O procurador regional Luiz Carlos Gonçalves, relator da comissão, destacou que o anteprojeto é uma proposta moderna, mesmo em comparação com outros códigos ao redor do mundo, e que ao mesmo tempo guarda forte vínculo com a realidade brasileira.
- Foi um trabalho muito discutido e refletido, que resultou em projeto sensível às demandas sociais por proteção em termos de legislação penal, e que ao mesmo tempo se preocupa com a proteção dos direitos humanos – comentou.
O texto, que agora deverá ser convertido em projeto de lei ordinária, de fato inovou ao propor a criminalização de condutas da atualidade ainda sem previsão na legislação, como no caso dos crimes cibernéticos. Os juristas também não hesitarem em abordar temas espinhosos, como o aborto, nesse caso sugerindo novas hipóteses de prática legal para a interrupção da gravidez. Quanto às drogas, na linha do que foi feito em Portugal, foi admitida a legalização do porte para consumo pessoal em pequena quantidade.
A comissão foi designada pelo presidente José Sarney a partir de sugestão do senador Pedro Taques (PDT-MT). A composição foi feita a partir de indicações feitas pelos líderes partidários, o que resultou num colegiado de especialistas de formação diversificada e com grande experiência. O grupo inclui advogados, professores, promotores e defensores públicos.
O anteprojeto está organizado em mais de 500 artigos, ante os 356 do atual Código Penal. Conforme o relator, a maior quantidade de artigos decorre da incorporação ao texto de aproximadamente 130 leis que abordam temas penais de forma autônoma. Na prática, quase toda a chamada legislação extravagante foi transposta para o anteprojeto, como as leis de drogas e da lavagem de dinheiro. Também foi absorvida a parte de crimes de leis abrangentes, como Estatuto do Idoso e o Estatuto da Criança e dos Adolescentes.
- Embora o Código em si mesmo esteja maior, o sistema penal brasileiro ficará mais enxuto, com seu tamanho reduzido em cerca de quarenta por cento – assegurou
Evolução social
Conforme o relator, a comissão se orgulha do projeto, que evoluiu por “caminho inspirador”. Na sua avaliação, a sociedade evoluiu muito nos últimos 70 anos e está pronta para discutir seu conteúdo junto ao Congresso. Ainda assim, ressalvou que é impossível prever a evolução do debate em relação aos pontos mais controversos.
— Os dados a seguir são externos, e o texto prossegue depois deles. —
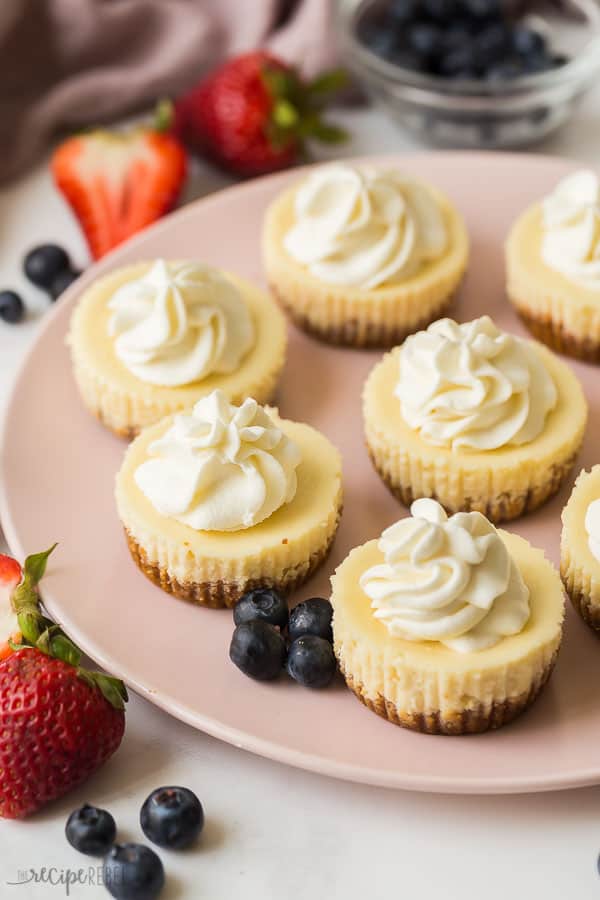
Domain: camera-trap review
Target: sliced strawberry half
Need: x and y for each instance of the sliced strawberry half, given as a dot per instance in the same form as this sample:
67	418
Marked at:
119	182
10	576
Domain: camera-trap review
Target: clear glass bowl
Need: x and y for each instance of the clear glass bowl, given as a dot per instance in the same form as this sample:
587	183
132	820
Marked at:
468	113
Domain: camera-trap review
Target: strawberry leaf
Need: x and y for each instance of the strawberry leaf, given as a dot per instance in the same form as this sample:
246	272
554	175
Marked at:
63	648
35	566
328	83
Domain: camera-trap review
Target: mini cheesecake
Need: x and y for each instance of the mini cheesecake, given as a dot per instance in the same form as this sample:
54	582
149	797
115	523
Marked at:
428	687
123	401
214	568
358	316
579	565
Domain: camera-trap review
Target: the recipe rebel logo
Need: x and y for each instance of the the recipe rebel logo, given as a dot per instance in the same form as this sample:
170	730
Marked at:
64	878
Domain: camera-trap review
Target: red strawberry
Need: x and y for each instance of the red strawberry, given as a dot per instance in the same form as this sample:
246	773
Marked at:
58	721
118	183
10	576
56	729
253	114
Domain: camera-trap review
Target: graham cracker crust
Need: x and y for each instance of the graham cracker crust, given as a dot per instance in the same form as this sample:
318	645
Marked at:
477	720
358	334
502	508
555	336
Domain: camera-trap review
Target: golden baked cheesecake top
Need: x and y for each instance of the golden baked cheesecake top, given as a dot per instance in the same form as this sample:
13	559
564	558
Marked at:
447	580
178	323
220	467
473	386
364	228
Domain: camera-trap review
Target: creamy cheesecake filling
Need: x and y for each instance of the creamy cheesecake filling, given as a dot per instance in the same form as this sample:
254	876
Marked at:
364	228
179	323
450	580
221	468
473	385
592	527
571	229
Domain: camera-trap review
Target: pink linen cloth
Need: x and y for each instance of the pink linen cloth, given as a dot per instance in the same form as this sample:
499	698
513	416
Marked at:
65	64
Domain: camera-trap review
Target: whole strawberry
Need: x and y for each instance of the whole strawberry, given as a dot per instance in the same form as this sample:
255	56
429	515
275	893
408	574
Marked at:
58	721
56	729
254	114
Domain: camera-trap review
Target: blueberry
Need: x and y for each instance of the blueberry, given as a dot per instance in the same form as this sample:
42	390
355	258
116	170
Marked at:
172	817
379	39
11	307
458	62
527	42
133	872
401	12
311	661
492	42
311	617
424	39
505	71
264	604
62	281
91	830
481	10
258	650
441	11
44	263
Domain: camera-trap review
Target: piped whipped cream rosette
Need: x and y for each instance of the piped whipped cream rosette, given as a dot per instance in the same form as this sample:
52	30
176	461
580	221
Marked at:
227	497
446	624
150	339
363	256
474	417
179	323
553	266
580	547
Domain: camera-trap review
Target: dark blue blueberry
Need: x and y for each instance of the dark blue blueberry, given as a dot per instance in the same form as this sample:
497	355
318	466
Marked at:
527	42
311	661
505	71
482	10
62	281
172	817
441	11
264	604
380	39
424	39
258	650
457	36
458	62
311	617
492	42
11	307
44	263
133	872
91	830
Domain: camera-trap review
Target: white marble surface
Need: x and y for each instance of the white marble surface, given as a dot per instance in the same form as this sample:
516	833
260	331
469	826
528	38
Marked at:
272	831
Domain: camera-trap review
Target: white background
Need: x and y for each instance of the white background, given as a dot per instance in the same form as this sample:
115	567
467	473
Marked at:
272	831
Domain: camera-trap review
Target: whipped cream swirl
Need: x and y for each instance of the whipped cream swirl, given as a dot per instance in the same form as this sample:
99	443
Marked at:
364	228
571	222
221	467
592	527
178	323
473	385
450	580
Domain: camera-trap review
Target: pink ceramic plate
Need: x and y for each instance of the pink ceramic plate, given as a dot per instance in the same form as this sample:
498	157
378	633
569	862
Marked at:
58	467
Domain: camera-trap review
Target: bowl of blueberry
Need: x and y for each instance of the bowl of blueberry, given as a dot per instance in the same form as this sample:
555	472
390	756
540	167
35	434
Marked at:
474	73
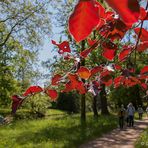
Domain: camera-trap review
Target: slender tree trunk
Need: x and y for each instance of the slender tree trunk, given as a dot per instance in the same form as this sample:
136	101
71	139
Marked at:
104	109
83	102
95	106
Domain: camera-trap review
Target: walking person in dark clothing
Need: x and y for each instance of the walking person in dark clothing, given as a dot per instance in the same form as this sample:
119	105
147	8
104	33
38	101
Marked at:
140	112
131	112
121	115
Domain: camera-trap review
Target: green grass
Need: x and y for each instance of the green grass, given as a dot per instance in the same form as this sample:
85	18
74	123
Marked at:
64	131
143	140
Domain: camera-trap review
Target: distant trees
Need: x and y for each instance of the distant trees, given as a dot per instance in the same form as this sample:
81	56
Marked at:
23	25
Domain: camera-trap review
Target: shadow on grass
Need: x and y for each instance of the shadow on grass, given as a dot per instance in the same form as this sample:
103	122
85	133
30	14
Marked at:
70	136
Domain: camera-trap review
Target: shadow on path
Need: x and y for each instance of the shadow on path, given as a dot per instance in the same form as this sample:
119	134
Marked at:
119	138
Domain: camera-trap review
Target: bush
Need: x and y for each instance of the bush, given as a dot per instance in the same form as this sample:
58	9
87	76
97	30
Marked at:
69	102
38	105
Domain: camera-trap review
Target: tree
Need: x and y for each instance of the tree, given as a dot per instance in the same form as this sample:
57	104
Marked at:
22	27
25	21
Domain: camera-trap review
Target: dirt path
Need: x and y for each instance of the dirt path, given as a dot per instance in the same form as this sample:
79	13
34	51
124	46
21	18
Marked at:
119	138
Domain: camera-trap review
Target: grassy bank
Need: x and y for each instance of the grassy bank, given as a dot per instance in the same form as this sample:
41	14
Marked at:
64	131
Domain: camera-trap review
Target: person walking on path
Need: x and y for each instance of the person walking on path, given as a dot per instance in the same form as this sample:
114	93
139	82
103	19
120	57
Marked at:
131	111
140	112
121	115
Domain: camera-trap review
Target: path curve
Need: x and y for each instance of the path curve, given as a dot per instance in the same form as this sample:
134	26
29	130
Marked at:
119	138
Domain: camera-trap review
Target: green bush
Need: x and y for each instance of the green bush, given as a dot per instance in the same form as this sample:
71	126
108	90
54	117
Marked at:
69	102
38	105
143	140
- Não posso antecipar os rumos versus os sonhos que esse debate vai encontrar. O que posso dizer é que a sociedade vem de uma trajetória que a credencia para mais altos vôos – afirmou.
Para Luiz Carlos Gonçalves, a sociedade vem dando sinais de que não aceita mais conviver com determinados crimes. Como exemplo, citou os delitos contra a dignidade sexual e os crimes contra a administração pública. Uma das inovações foi propor a criação do crime de enriquecimento ilícito. Em princípio, o servidor ou qualquer agente público com cargo provisório ou conseguido em eleições que, por falta de provas, escapar à condenação por corrupção poderá ser pego se apresentar riqueza incompatível com a renda declarada.
- O enriquecimento ilícito é um instrumento poderoso para o combate a corrupção – afirmou Luiz Carlos Gonçalves.
O procurador foi autor da sugestão para a criação desse novo tipo penal. Segundo ele, a inspiração veio das disposições da Convenção de Palermo, que trata do crime transnacional, reconhecida pelo Brasil. Para o relator, a inovação tem grandes chances de passar no Congresso, sem enfrentar decisão desfavorável mais tarde em possível exame de constitucionalidade se houver qualquer questionamento.
Em Portugal, o crime de enriquecimento ilícito tropeçou em exame feito pela Corte Constitucional. O entendimento foi o de que a conduta seria um tipo penal impróprio: o crime efetivo seria o ato anterior que deu causa ao enriquecimento – corrupção, peculato (apropriação, furto ou desvio de bem público) ou outra conduta.
- A corte constitucional portuguesa é muito afamada, mas quem decide aqui é Supremo Tribunal Federal. Temos níveis de percepção de corrupção que certamente devem influenciar a análise da constitucionalidade da proposta – disse.